In another function I join these two tables together so I had one data frame that had all the results and rankings as well as each athletes individual id that I could use to get their individual data. I also appended the full address to each individual athletes id.

finaljoin <- function(ranks, ids, gender) {
  yeartimes <- ranks %>%
    group_by(year, event) %>%
    filter(str_detect(rank, "[:alpha:]")) %>%
    select(year, rank) %>%
    filter(str_detect(rank, "^UK")) %>%
    separate(rank, c("topn", "timing"), ": ") %>%
    spread(key = topn, value = timing) %>%
    ungroup()
  cleanrankings <- ranks %>%
    filter(!str_detect(rank, "[:alpha:]")) %>%
    inner_join(., ids, by = c("name", "year", "event")) %>%
    mutate(athleteurl = paste("https://www.thepowerof10.info", athleteurl, sep = ""))

  cleanrankings <- left_join(cleanrankings, yeartimes, by = c("event", "year")) %>%
    janitor::clean_names() %>%
    mutate(gender = gender)
}

This left me with a complete dataframe I could work with, with the options of getting individual athletes data as needed,

clean_ranks <- finaljoin(ranks = ranks, ids = ids, gender = "M")

Adding missing grouping variables: `event`

clean_ranks %>%
  head() %>%
  select(rank, perf, name, year, club, venue, athleteurl) %>% 
  kable()

rank	perf	name	year	club	venue	athleteurl
1	10.02	Dwain Chambers	2012	Belgrave	Olympic Park	https://www.thepowerof10.info/athletes/profile.aspx?athleteid=31816
2	10.05	Adam Gemili	2012	Blackheath & Bromley	Barcelona, ESP	https://www.thepowerof10.info/athletes/profile.aspx?athleteid=208735
3	10.13	James Dasaolu	2012	Croydon	Olympic Park	https://www.thepowerof10.info/athletes/profile.aspx?athleteid=22721
4	10.20	Harry Aikines-Aryeetey	2012	Sutton & District	Rovereto, ITA	https://www.thepowerof10.info/athletes/profile.aspx?athleteid=19988
5	10.21	Mark Lewis-Francis	2012	Birchfield H	Mesa AZ, USA	https://www.thepowerof10.info/athletes/profile.aspx?athleteid=21139
6	10.22	James Alaka	2012	Blackheath & Bromley	Eugene OR, USA	https://www.thepowerof10.info/athletes/profile.aspx?athleteid=22255

The final function I used was to scrape and clean each individuals rankings “on the fly”. The only input is an athletes individual url.
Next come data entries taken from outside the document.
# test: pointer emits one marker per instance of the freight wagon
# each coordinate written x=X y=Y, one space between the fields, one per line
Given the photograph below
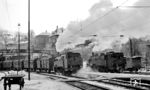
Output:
x=68 y=63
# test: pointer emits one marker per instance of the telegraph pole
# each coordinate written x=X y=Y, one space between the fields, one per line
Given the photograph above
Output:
x=28 y=39
x=131 y=49
x=19 y=65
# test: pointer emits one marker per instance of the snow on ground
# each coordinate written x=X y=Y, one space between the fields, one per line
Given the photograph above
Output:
x=40 y=82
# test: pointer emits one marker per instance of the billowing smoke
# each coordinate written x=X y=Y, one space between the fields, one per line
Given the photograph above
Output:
x=105 y=24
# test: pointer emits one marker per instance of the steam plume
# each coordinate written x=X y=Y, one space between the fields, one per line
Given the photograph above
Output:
x=131 y=22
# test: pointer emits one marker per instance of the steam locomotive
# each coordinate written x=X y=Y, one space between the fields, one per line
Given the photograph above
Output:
x=71 y=62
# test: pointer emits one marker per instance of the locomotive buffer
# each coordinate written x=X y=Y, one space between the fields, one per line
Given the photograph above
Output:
x=13 y=79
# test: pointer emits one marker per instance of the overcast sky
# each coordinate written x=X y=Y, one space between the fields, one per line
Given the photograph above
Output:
x=45 y=14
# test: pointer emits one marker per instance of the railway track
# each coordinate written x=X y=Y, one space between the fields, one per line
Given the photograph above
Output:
x=103 y=84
The result was another dataframe that contains an individual athletes history of performances.

individual <- function(athlete) {
  history <- athlete %>%
    read_html() %>%
    html_nodes(xpath = '//*[@id = "cphBody_pnlPerformances"]/table') %>%
    html_table(fill = TRUE) %>%
    .[[2]] %>%
    select(-c(X4, X5, X8, X9)) %>%
    set_names(c("event", 
                "perf", 
                "indoor", 
                "position", 
                "heat", 
                "venue", 
                "meeting", 
                "date")) %>%
    filter(!str_detect(event, "[:alpha:]")) %>%
    mutate(
      date = dmy(date),
      year = substr(date, 1, 4),
      perf_time = case_when(
        str_detect(perf, ":") == FALSE ~ str_c("00:00:", perf),
        str_length(str_split_fixed(perf, ".", 4)[4]) == 3 ~ str_c(perf, "0"),
        str_length(perf) == 6 | str_length(perf) == 7 ~ str_c("00:0", perf),
        str_length(perf) == 8 | str_length(perf) == 9 ~ str_c("00:", perf),
        TRUE ~ perf
      )
    )
  name <- read_html(athlete)
  name <- html_text(html_nodes(name, css = "h2"), trim = TRUE)
  history <- history %>%
    mutate(name = name)
  return(history)
}

athlete <- "https://www.thepowerof10.info/athletes/profile.aspx?athleteid=31816"

individual(athlete) %>%
  head(5) %>%
  select(name, event, perf, position, venue, meeting, date) %>% 
  kable()

name	event	perf	position	venue	meeting	date
Dwain Chambers	100	10.91	4	Sportcity	Müller British Championships inc. Invitation 10000m	2021-06-25
Dwain Chambers	60	6.73	1	Lee Valley	South of England AA U20 / Senior Championships	2020-02-01
Dwain Chambers	60	6.74	1	Lee Valley	South of England AA U20 / Senior Championships	2020-02-01
Dwain Chambers	60	6.76	2	Lee Valley	London U20 / Senior Games	2020-01-19
Dwain Chambers	60	6.77	5	Lee Valley	Scienhealth Athletics Invitational	2020-01-05

So that’s it! I am currently in the process of creating an interactive dashboard to visualise these results. You can see an early version here:

https://harryfish.shinyapps.io/resultsdashboard/

Lots of work left to do, but any comments or feedback are always welcome. The source code is on my github if you want to try anything out.

Thanks for reading!